Es curioso porque en una de las jornadas que se han celebrado este año en su memoria, era eso precisamente lo que me pareció que flotaba en el aire, un sutil rechazo, una suerte de secreto convencimiento, el cual sería una temeridad expresar en público.
El profesor y académico José Manuel Sánchez Ron, aun alabando con claridad su figura, definió muy bien a Darwin como alguien que era grande porque había sabido subirse a hombros de gigantes, a diferencia de Einstein y de Newton, que fueron genios originales sin subirse a hombros de nadie.
Mientras le escuchaba, venía yo barruntando unos versos que, ahora leo, eran de Lorca: «Ni un solo momento, viejo hermoso Walt Whitman, / he dejado de ver tu barba llena de mariposas» porque, con una barba como hecha de mariposas Apolo, tengo en mi casa un retrato de Darwin, apoyado sobre una columna con una enredadera que quizás define la manera que tuvo de trabajar encaramándose al tronco del saber de otros.
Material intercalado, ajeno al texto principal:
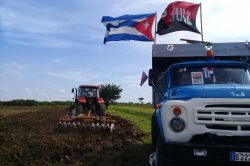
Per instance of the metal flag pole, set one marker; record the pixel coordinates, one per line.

En lo de robar un cacahuete al de al lado, es donde resulta irrefutable que estamos emparentados con los simios. Que yo haya leído, la evolución no la nombra Darwin en «El origen de las especies» y sí, con Wallace, la selección natural. Y hasta en sus opiniones más originales a partir de la selección artificial con los animales domésticos, un naturalista español, del que Darwin fue gran lector, las apuntó antes que él.
Por eso hoy, entre tanto fasto por el bicentenario del nacimiento de Darwin, reclamo el cacahuete para Azara. Y digo: Félix de Azara: ¡cuánto me gustas cuanto más te conozco!